The federal government has deemed it fit that N2,000 would be enough in the year 2020 to provide for the healthcare of each of the estimated 200 million Nigerian. This is according to the meagre N427.3 billion proposed for Healthcare in the proposed 2020 national budget.
You may not understand what this means, it means the salaries of all health workers in the Ministry of Health, the fuelling of the ambulances and the generating plants, the rehabilitation and or construction of new hospitals, the drugs for Malaria, Polio, Child Vaccination, Tuberculosis, Meningitis, HIV/AIDS and of course cancer diagnosis machines are all part of the budgeted amount. The list continues to even health research, training and health promotion.
About three weeks ago, key stakeholders in the health sectors gathered at an event declared open by the representative of the Vice President to discuss the crisis of universal health coverage in the country. At the event organised by PREMIUM TIMES, Chiedo Nwankwo, a health and gender expert, stressed that Nigeria had failed to properly fund the health sector using the country’s failure to meet the 15 per cent benchmark agreed upon in the Abuja Declaration of 2001.

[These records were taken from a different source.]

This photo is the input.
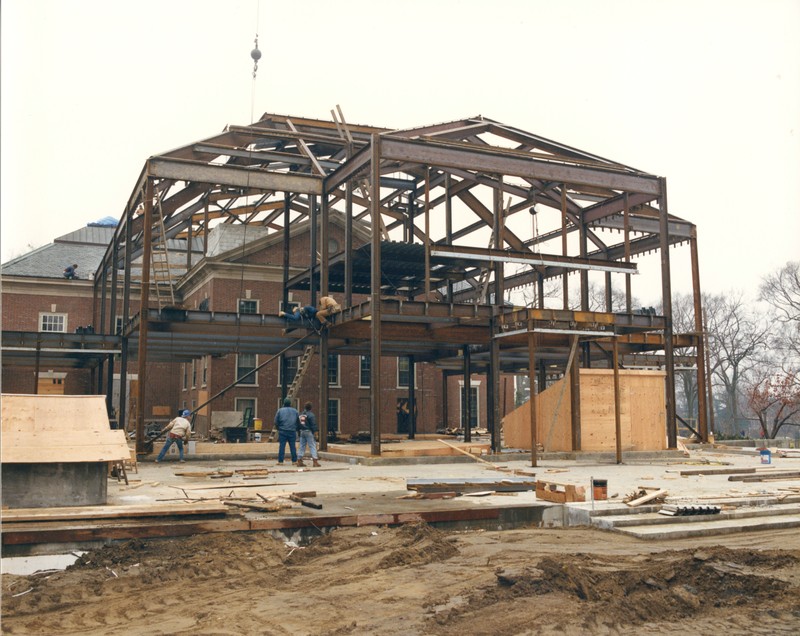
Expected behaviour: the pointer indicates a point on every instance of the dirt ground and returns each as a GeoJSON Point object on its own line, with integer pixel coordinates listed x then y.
{"type": "Point", "coordinates": [418, 580]}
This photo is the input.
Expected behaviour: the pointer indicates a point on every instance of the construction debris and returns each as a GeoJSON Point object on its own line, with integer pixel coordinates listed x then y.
{"type": "Point", "coordinates": [680, 510]}
{"type": "Point", "coordinates": [559, 493]}
{"type": "Point", "coordinates": [507, 484]}
{"type": "Point", "coordinates": [642, 497]}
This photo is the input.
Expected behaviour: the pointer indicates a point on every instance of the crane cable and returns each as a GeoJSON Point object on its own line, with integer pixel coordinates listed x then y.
{"type": "Point", "coordinates": [255, 54]}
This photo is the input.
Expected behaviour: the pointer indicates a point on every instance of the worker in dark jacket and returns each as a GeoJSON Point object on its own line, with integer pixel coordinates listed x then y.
{"type": "Point", "coordinates": [308, 426]}
{"type": "Point", "coordinates": [287, 421]}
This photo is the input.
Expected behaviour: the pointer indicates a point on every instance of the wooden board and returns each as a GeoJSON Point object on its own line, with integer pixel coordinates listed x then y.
{"type": "Point", "coordinates": [42, 429]}
{"type": "Point", "coordinates": [474, 484]}
{"type": "Point", "coordinates": [642, 414]}
{"type": "Point", "coordinates": [111, 512]}
{"type": "Point", "coordinates": [410, 448]}
{"type": "Point", "coordinates": [559, 493]}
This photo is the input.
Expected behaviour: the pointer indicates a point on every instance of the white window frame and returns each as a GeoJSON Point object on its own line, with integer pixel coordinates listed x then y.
{"type": "Point", "coordinates": [338, 401]}
{"type": "Point", "coordinates": [474, 384]}
{"type": "Point", "coordinates": [360, 371]}
{"type": "Point", "coordinates": [255, 375]}
{"type": "Point", "coordinates": [239, 302]}
{"type": "Point", "coordinates": [254, 400]}
{"type": "Point", "coordinates": [338, 382]}
{"type": "Point", "coordinates": [53, 314]}
{"type": "Point", "coordinates": [401, 386]}
{"type": "Point", "coordinates": [296, 361]}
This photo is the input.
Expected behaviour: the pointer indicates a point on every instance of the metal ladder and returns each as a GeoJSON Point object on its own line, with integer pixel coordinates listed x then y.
{"type": "Point", "coordinates": [162, 275]}
{"type": "Point", "coordinates": [294, 387]}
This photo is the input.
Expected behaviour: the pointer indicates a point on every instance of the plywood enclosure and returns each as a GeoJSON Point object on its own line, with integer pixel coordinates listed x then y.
{"type": "Point", "coordinates": [642, 414]}
{"type": "Point", "coordinates": [40, 429]}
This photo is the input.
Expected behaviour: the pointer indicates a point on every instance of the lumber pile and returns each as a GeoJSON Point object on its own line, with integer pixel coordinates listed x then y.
{"type": "Point", "coordinates": [472, 485]}
{"type": "Point", "coordinates": [680, 510]}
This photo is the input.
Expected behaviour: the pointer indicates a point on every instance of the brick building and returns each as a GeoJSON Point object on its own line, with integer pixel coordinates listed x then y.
{"type": "Point", "coordinates": [241, 271]}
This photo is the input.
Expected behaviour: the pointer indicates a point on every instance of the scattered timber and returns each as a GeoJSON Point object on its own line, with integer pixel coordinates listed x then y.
{"type": "Point", "coordinates": [507, 484]}
{"type": "Point", "coordinates": [658, 494]}
{"type": "Point", "coordinates": [305, 502]}
{"type": "Point", "coordinates": [559, 493]}
{"type": "Point", "coordinates": [109, 512]}
{"type": "Point", "coordinates": [771, 476]}
{"type": "Point", "coordinates": [463, 452]}
{"type": "Point", "coordinates": [716, 471]}
{"type": "Point", "coordinates": [682, 510]}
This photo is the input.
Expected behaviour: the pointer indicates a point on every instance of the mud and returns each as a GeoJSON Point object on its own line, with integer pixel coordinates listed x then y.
{"type": "Point", "coordinates": [418, 580]}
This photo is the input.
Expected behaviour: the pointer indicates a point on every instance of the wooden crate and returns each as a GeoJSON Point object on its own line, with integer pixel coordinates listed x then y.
{"type": "Point", "coordinates": [559, 493]}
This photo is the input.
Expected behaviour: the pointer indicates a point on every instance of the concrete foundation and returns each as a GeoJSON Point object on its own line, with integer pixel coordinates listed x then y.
{"type": "Point", "coordinates": [54, 484]}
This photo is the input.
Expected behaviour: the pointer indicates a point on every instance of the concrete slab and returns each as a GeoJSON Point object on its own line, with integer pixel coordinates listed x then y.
{"type": "Point", "coordinates": [706, 528]}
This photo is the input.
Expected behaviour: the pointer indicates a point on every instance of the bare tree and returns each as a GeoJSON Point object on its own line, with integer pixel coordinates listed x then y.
{"type": "Point", "coordinates": [683, 322]}
{"type": "Point", "coordinates": [737, 341]}
{"type": "Point", "coordinates": [774, 399]}
{"type": "Point", "coordinates": [781, 290]}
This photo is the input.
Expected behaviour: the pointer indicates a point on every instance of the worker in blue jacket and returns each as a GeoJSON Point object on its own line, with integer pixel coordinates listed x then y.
{"type": "Point", "coordinates": [287, 421]}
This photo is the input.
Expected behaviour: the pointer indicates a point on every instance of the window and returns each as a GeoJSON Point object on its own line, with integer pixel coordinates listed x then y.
{"type": "Point", "coordinates": [53, 322]}
{"type": "Point", "coordinates": [473, 399]}
{"type": "Point", "coordinates": [333, 414]}
{"type": "Point", "coordinates": [246, 362]}
{"type": "Point", "coordinates": [333, 370]}
{"type": "Point", "coordinates": [247, 306]}
{"type": "Point", "coordinates": [403, 373]}
{"type": "Point", "coordinates": [247, 407]}
{"type": "Point", "coordinates": [364, 375]}
{"type": "Point", "coordinates": [288, 307]}
{"type": "Point", "coordinates": [291, 370]}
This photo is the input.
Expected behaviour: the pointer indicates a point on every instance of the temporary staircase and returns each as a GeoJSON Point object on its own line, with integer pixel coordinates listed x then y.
{"type": "Point", "coordinates": [302, 366]}
{"type": "Point", "coordinates": [162, 275]}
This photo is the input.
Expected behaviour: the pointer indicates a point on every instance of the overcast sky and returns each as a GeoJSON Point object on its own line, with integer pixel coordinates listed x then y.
{"type": "Point", "coordinates": [703, 92]}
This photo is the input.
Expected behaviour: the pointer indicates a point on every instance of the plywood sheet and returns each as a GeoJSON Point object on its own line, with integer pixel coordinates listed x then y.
{"type": "Point", "coordinates": [552, 421]}
{"type": "Point", "coordinates": [59, 428]}
{"type": "Point", "coordinates": [642, 414]}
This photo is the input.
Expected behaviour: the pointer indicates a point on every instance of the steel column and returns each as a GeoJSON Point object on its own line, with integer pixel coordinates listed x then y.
{"type": "Point", "coordinates": [144, 307]}
{"type": "Point", "coordinates": [375, 296]}
{"type": "Point", "coordinates": [627, 231]}
{"type": "Point", "coordinates": [533, 399]}
{"type": "Point", "coordinates": [666, 294]}
{"type": "Point", "coordinates": [126, 312]}
{"type": "Point", "coordinates": [324, 391]}
{"type": "Point", "coordinates": [467, 410]}
{"type": "Point", "coordinates": [412, 399]}
{"type": "Point", "coordinates": [493, 388]}
{"type": "Point", "coordinates": [575, 400]}
{"type": "Point", "coordinates": [617, 405]}
{"type": "Point", "coordinates": [348, 244]}
{"type": "Point", "coordinates": [312, 219]}
{"type": "Point", "coordinates": [702, 404]}
{"type": "Point", "coordinates": [564, 251]}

Likewise, there was a recent warning by members of the House of Representatives about a possible Ebola outbreak in Nigeria due to the porousness of Nigeria’s borders and its proximity to the Democratic Republic of Congo, a country currently battling the deadly disease. Previous years’ allocation for the health sector has barely catered to the immediate health needs of Nigerians, talk-less the health structures and facilities to manage and handle a potential national crisis like an Ebola outbreak.
Nigeria’s Healthcare Indices
Some of Nigeria’s health indices provide context to how dire the situation is in the country. According to the World Health Organisation, Nigeria is “the country where nearly 20 per cent of all global maternal deaths happen. Between 2005 and 2015, it is estimated that over 600,000 maternal deaths and no less than 900,000 maternal near-miss cases occurred in the country”. Overall, the maternal mortality rate is approximately 800 per 1000 live births and 58000 maternal deaths in 2015.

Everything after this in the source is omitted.